Once the computational techniques are developed, the next step will be to develop a machine learning (ML) platform that uses cell information to predict the precise excitation characteristics necessary to achieve the correct effect on the cell.
Ultimately, Hassan says, the new Plaster Center Power Lab will give him the capability to develop a novel, tunable, high-voltage pulser that can generate the desired electric surge needed as predicted by the ML platform. It will be designed to generate necessary short-time pulses of nanosecond or picosecond duration with high peak amplitude optimized for each cell shape.
From Medicine to the Moon
Once developed, this ML technology could be used to treat other types of cells, for instance, isolating and treating or modifying immune cells. Moreover, different electrical signals can be used to selectively move and isolate specific cells from a collection of cells.
“It’s like applying a magnet to the cell. That will start attracting the cell differently based on its shape,” he says.
Hassan is currently working on the first two aspects of the project to get preliminary data, then working on funding to start building the hardware.
“We’ve been working on this for three years,” he says. “An optimistic timeframe is that we’re halfway there to finishing the engineering aspects before we can take it to the medical researchers and ask them to help us with the actual biological tests.”
A member of the UMKC faculty since 2015, Hassan serves as director of the Multidisciplinary Multiscale Electromagnetics Lab. Before coming to UMKC, he began studying nanostructures with extremely complex shapes as a postdoctoral researcher at NIST. There he developed a large library of computational codes to study their response to electromagnetic stimulus.
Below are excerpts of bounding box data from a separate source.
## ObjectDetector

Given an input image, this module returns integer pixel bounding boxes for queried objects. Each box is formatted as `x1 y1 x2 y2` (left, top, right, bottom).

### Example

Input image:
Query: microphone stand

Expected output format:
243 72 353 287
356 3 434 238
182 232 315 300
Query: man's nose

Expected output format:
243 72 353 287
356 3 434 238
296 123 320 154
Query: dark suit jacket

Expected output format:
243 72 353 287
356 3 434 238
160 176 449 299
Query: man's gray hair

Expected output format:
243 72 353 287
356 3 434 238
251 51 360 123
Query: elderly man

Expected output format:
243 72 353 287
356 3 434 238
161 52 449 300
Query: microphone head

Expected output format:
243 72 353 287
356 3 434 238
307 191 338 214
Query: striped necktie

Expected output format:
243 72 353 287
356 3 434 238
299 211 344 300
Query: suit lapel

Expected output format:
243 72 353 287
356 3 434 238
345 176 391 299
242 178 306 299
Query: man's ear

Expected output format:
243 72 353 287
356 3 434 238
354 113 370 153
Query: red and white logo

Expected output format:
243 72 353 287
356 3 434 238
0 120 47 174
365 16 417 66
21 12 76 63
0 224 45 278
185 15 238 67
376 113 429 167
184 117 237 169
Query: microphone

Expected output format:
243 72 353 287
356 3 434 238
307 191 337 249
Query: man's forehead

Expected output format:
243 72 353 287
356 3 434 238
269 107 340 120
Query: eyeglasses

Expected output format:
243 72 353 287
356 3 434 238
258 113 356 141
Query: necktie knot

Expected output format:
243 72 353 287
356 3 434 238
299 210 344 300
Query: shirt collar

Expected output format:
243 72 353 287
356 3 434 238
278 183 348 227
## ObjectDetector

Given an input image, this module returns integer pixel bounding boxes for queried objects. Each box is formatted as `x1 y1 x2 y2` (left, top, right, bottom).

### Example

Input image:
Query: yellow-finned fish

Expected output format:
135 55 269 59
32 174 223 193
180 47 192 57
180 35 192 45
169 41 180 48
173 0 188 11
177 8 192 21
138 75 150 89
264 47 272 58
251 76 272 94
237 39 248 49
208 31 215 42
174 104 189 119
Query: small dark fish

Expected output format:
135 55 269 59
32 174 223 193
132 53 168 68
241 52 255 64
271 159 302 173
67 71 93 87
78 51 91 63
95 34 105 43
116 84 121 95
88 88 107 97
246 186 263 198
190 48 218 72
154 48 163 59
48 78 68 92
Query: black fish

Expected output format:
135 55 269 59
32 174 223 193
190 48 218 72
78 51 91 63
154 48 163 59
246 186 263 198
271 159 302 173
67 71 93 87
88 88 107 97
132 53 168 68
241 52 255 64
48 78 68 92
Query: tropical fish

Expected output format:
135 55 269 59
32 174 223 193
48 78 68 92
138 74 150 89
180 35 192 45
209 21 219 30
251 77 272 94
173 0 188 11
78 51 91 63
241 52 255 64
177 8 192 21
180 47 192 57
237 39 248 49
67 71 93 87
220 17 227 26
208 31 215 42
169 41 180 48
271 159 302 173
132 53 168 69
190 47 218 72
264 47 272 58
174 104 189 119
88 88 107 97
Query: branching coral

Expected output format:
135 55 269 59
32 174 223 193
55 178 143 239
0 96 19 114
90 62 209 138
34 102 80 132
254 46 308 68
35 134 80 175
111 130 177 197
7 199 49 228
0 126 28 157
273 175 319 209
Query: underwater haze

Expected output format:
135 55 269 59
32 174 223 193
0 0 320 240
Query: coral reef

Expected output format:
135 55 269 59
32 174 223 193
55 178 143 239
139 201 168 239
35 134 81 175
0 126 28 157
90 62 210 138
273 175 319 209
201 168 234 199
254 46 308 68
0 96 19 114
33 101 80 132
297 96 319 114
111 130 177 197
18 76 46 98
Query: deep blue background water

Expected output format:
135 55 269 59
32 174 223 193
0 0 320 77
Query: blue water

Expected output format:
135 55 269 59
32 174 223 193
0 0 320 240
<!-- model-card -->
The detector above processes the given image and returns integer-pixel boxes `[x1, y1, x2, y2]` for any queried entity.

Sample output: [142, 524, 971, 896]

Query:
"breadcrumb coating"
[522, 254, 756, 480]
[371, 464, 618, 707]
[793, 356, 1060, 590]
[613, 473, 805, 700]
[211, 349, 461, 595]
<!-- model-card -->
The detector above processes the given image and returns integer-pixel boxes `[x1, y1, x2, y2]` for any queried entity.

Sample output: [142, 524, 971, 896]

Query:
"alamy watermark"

“When I came to UMKC, I was using this library of computer codes that I had developed as an electrical engineer to study complex shapes with a wide range of applications,” Hassan says. “One application was to study biological cells with complex shapes.”
Another is looking at the electrical properties of sand and rock particles from the moon. Working with his collaborators at NIST, Hassan was able to obtain the three-dimensional shapes of sand particles obtained during the Apollo 11 mission to the moon.
“We’re trying to calculate the electrical response of those sand particles as another exciting application of using electromagnetic radiation to understand the physics of complex shaped particles,” he says.